A trembling shiver seemed to run through Severus, and the air in front of him seemed to fracture and change colors. He had felt that sensation only once before: the night he realized that he had caused Lily Potter's death, however inadvertently, and that the only way he could think of to make up for it was to go and surrender his will to Dumbledore's.

Severus clenched his wrist to his mouth, and closed his eyes.

"Severus. Potter."

And then there was something else there, something _wholly _unexpected. Albus had at least once told Severus that he might someday find Potter was more grown-up than he'd thought. Nothing had prepared Severus for Draco coming to the Potters' gravestones in the middle of the Godric's Hollow graveyard.

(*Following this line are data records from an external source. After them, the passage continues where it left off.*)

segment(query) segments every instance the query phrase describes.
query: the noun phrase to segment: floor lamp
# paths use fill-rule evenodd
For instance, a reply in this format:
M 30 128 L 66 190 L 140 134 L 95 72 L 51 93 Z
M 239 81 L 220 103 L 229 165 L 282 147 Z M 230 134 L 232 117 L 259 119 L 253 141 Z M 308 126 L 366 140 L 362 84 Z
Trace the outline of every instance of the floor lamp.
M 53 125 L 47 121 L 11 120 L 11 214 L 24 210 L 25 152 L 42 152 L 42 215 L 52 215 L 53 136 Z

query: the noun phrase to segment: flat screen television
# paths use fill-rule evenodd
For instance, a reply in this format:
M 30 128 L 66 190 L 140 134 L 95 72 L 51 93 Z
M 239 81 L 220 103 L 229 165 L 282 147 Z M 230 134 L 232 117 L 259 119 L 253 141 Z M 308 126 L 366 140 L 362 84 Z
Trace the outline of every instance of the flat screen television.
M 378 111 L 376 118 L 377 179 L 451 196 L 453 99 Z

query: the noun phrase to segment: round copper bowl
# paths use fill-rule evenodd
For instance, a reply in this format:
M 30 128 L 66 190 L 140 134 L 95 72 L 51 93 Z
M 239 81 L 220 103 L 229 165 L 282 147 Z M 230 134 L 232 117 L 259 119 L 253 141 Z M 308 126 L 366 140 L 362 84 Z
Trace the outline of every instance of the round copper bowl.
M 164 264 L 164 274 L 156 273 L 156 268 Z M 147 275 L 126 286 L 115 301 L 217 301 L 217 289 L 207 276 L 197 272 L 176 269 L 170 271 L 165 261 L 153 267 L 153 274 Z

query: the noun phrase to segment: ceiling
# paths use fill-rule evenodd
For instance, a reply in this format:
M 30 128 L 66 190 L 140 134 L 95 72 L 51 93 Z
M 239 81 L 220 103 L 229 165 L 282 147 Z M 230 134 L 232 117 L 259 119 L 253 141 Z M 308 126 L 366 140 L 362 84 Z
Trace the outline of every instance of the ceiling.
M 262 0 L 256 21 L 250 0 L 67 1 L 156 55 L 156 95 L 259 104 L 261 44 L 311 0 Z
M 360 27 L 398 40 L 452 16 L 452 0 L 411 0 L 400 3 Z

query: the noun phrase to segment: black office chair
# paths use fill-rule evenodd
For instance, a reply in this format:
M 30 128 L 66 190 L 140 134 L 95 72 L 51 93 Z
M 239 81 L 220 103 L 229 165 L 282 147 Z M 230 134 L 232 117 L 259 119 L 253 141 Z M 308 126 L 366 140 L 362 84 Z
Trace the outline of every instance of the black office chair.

Draco stood there with his gaze darting back and forth between them, and then he cleared his throat and lifted his head a little, importantly. "I need something," he said in a loud voice. "Enough for me to go to Professor Scrubb and beg her help."

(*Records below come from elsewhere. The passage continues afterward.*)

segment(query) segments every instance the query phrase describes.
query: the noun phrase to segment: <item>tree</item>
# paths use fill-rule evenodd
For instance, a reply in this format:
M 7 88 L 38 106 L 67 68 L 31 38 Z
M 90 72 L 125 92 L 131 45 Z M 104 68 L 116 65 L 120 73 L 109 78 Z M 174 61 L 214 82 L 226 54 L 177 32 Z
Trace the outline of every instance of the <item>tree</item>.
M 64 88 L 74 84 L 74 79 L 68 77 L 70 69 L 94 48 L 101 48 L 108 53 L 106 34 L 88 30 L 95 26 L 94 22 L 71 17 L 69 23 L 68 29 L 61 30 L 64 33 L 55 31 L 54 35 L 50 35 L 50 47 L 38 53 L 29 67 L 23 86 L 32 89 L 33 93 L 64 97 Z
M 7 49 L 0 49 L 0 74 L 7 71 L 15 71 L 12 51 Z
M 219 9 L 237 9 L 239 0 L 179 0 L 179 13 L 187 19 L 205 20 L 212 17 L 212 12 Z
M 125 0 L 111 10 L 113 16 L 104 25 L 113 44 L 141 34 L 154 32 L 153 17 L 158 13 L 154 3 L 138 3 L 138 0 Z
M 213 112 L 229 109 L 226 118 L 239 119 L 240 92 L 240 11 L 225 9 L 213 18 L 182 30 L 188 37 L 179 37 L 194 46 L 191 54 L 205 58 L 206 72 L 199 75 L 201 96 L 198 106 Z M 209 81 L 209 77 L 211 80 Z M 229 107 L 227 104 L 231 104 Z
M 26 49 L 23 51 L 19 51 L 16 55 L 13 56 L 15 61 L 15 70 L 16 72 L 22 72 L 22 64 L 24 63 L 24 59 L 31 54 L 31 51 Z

It took Severus a moment to place the name. The new Divination Professor at Hogwarts. By all accounts, she was a true Seer, but Draco had disliked Divination, by the end of the war. He always said that he would have killed himself if he had known the future. Severus could do nothing now but watch him blankly.

Draco spread his hands and turned back and forth between him and Potter, watching them both intently, head down, eyes gleaming a little. "Listen. She said that I would meet both of you in the graveyard tonight, and that together, we could create a—a ritual, a charm, that would guarantee all of us a good life henceforth."

Severus did some more staring, and saw Potter doing the same out of the corner of his eye. At least the boy had the sense to know that Draco was lying.

_Why _Draco was lying was the more interesting question.

Severus spoke, keeping his voice to the same low, smooth tone that had seemed to soothe Draco during the war, the rare times they had found to speak together. "Do you mean rituals such as the Amicitia, Draco? Those are rare, and hard to perform."

"But all you really need is a special place that matters to at least two of the people involved," Draco said eagerly. "This place matters to you because it's your parents, Potter, and it matters because—because you hated Potter's parents, Severus."

Severus had never been sure exactly how much Draco knew about Lily, and he had never wanted to ask. If he had betrayed himself in a moment of weakness, let it _stay _a moment, and a silent one at that. He nodded shortly, and said, "Yes, it matters. But the rituals such as you speak of still need intense preparation and ingredients we don't have."

"Not the one that Professor Scrubb told me about," Draco said, and dropped to his knees in front of the graves. Potter watched him without moving. He had shown remarkably little reaction to Draco's presence, in fact, and Severus wondered if he was simply interested enough to allow the scene to proceed to its end. It could not be that Potter was _sympathetic _to Draco. "Look, all we need is the place and the commitment." He scraped something off the grave. "And a bit of the place."

"My parents' headstones?"

Severus shivered. No need to remember the Dark Lord, not when _that _chill was in Potter's voice. He listened to the rising wind around them. Yes, it did have an edge of accidental magic. He hoped Draco proceeded carefully.

"Yes," Draco said, facing Potter again. He had concealed whatever he had taken from the stone in a pouch at his belt, and his face was guileless. "I promise, it's nothing horrible, Potter. I just want to do something that would guarantee me a good life. I've had a pretty bloody miserable time of it so far."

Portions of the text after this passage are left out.